Ahora vivimos otros tiempos en los que la garantía de convivencia y el límite al poder se encuentran en un pacto social llamado Constitución. La Constitución en su parte dogmática garantiza que las prácticas inquisitoriales sean estudios de historia. En ella, no se hace referencia expresa al derecho a la prueba, institución fundamental del proceso. La prueba es un derecho fundamental implícito que se encuentra contenido dentro del Debido proceso. La prueba es determinante para la decisión final y desde la visión constitucional tiene un contenido múltiple. Uno de sus elementos fundamentales lo constituye la obtención legítima de los elementos de convicción dentro de un proceso. Esta condición es universal e indiscutible: se exige para cualquier materia discutida y sin importar quienes sean los litigantes.

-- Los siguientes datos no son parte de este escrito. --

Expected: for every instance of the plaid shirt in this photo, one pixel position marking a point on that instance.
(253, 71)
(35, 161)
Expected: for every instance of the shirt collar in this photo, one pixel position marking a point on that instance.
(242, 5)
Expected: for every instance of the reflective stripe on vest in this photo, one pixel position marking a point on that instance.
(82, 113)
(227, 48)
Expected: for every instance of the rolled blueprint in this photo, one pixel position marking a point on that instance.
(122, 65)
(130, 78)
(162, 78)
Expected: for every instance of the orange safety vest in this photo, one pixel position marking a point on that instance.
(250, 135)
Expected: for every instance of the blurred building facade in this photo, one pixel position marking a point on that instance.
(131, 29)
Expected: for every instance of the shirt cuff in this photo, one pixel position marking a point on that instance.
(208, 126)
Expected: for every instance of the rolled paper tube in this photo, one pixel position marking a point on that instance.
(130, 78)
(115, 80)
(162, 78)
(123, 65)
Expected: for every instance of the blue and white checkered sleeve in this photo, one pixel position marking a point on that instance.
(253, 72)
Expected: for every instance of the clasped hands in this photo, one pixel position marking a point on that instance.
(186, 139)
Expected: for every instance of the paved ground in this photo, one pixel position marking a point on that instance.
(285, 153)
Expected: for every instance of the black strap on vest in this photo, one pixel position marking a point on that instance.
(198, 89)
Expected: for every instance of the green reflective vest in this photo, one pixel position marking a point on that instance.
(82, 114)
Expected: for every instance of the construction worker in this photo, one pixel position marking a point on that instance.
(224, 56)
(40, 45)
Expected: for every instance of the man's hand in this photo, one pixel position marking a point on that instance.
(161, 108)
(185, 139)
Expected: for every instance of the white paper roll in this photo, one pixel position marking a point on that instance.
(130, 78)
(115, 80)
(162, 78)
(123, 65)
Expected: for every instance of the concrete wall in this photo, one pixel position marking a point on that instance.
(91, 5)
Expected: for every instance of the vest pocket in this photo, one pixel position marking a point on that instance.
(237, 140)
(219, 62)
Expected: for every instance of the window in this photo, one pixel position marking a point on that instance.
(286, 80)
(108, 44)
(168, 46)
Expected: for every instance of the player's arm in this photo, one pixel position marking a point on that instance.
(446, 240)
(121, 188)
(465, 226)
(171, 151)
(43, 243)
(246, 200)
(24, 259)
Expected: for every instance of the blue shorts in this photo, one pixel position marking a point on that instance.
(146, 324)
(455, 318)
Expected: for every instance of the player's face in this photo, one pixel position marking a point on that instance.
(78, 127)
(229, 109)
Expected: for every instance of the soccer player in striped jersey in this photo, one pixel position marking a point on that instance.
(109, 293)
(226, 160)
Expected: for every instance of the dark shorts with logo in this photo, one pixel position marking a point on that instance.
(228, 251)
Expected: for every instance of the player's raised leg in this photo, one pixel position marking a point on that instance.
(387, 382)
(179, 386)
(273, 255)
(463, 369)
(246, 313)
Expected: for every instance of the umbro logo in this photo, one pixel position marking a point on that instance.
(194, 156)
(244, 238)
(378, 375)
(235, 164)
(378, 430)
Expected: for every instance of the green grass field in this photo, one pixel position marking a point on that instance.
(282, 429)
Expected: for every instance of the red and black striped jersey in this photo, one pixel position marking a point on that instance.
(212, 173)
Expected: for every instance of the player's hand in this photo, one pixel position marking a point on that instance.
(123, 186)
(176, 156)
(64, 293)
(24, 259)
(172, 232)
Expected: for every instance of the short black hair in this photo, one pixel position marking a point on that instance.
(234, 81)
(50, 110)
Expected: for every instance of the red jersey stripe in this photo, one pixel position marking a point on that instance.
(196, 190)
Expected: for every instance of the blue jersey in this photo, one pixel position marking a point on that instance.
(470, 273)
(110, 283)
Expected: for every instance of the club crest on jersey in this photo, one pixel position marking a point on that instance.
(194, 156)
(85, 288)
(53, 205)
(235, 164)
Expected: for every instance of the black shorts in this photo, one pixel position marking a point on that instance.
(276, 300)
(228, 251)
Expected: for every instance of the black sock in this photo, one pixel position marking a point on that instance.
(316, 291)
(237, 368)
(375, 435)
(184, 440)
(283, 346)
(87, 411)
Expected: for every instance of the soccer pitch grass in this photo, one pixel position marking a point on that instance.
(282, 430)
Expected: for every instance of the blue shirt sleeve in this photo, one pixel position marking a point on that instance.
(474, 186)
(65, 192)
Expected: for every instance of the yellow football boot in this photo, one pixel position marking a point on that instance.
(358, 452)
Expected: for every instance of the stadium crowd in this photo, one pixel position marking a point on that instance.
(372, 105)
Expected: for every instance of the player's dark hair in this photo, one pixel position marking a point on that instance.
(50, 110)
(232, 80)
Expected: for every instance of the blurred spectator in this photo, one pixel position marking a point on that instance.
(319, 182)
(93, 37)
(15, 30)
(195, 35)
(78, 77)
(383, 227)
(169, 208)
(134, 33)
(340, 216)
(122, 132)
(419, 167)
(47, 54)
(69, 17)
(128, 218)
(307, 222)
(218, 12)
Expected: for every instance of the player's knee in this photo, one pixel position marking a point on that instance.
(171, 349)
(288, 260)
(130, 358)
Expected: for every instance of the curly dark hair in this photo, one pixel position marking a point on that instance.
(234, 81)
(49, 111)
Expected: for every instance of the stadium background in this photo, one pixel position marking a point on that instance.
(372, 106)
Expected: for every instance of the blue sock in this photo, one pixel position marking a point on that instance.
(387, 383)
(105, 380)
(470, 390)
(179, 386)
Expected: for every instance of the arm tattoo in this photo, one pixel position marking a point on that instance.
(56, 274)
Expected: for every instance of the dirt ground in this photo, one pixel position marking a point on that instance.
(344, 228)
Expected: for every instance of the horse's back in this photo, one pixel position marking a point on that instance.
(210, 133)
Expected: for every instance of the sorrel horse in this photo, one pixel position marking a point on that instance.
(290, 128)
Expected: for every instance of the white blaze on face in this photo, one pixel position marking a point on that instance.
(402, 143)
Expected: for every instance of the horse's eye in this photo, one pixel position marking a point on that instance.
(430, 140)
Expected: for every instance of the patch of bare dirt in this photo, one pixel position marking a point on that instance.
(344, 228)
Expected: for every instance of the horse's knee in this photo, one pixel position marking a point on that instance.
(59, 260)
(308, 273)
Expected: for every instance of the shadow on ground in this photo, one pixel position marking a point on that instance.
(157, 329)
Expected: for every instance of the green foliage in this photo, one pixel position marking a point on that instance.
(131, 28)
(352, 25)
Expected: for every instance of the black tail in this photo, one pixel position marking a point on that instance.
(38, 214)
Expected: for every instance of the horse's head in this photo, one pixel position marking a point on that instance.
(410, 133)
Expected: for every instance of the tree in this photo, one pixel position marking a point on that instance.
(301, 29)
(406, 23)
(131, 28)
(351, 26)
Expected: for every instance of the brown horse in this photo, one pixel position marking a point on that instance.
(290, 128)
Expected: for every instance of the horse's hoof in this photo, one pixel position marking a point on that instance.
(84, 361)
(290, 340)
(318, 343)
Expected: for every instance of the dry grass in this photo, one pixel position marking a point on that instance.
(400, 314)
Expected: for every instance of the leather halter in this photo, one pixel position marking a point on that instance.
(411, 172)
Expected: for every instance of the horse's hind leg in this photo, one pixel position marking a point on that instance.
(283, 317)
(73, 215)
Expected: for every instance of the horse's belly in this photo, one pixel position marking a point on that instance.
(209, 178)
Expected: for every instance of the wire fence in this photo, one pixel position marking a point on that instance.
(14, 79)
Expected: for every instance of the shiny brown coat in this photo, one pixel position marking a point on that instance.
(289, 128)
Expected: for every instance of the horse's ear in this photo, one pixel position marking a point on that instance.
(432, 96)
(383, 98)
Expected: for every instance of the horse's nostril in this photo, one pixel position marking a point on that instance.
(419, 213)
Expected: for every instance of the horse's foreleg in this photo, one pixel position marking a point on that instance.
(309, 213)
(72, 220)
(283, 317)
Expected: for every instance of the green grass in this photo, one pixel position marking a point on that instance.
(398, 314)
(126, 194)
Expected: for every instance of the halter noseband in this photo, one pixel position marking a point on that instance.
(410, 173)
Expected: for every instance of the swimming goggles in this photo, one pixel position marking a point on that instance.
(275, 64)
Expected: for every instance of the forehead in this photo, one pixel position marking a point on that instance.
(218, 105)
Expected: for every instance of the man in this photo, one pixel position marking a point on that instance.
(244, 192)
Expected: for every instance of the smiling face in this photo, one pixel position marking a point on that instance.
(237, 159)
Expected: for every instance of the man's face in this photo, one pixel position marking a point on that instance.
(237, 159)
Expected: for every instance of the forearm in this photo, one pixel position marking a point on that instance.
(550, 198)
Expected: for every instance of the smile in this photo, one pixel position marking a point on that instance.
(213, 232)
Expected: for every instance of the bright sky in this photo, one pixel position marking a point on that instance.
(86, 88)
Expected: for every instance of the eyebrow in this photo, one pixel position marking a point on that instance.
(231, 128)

Debe eliminarse del proceso el caudal probatorio ilícito, a ello se denomina exclusión probatoria. Cuando se presenta esta figura, se colocan dos instituciones frente a frente: el derecho fundamental al Debido proceso en su manifestación del Derecho a la prueba y la eficacia del interés punitivo del Estado. Al respecto, existe un extravío conceptual sobre la posibilidad de que en algún caso pueda darse prioridad de la segunda por encima de la primera: Es un imposible jurídico en un Estado Constitucional de Derecho, pues se trata de límites autoimpuestos por el Estado con el propósito de fortalecer el equilibro de poder y la intangibilidad de la dignidad humana. Nuestra Constitución y la Convención Americana de Derechos Humanos al unísono consagran derechos fundamentales cuya interpretación pro homine se maximiza y la interpretación pro stato se minimiza. Y no se trata solo de una regulación desde el cielo constitucional y convencional, sino que hace a la esencia de nuestro sistema procesal penal consagrado en este siglo XXI: que el debate procesal se desarrolle en igualdad de armas. Esto, no solo se traduce en igualdad de oportunidades y tiempo, sino en la legitimidad de estas. Mal haría el Estado, en utilizar pruebas conseguidas con violación de derechos para ser usadas en un proceso en que se busca restringir estos, producto de una sanción. La igualdad de armas sería un brindis al sol. Es como si en un duelo establecido a puño limpio, uno de los contendientes saca un arma que está prohibida en esa lucha. Máxime, si lo hace quien tiene más poder y al mismo tiempo debe garantizar los derechos de ambas partes.

En tiempos de populismo punitivo y juicios paralelos es importante recordar esto. Su olvido significaría el retorno del inquisidor y los linchamientos públicos que más cerca están de la venganza y la intolerancia que de parecerse al gran logro de la humanidad: un proceso justo.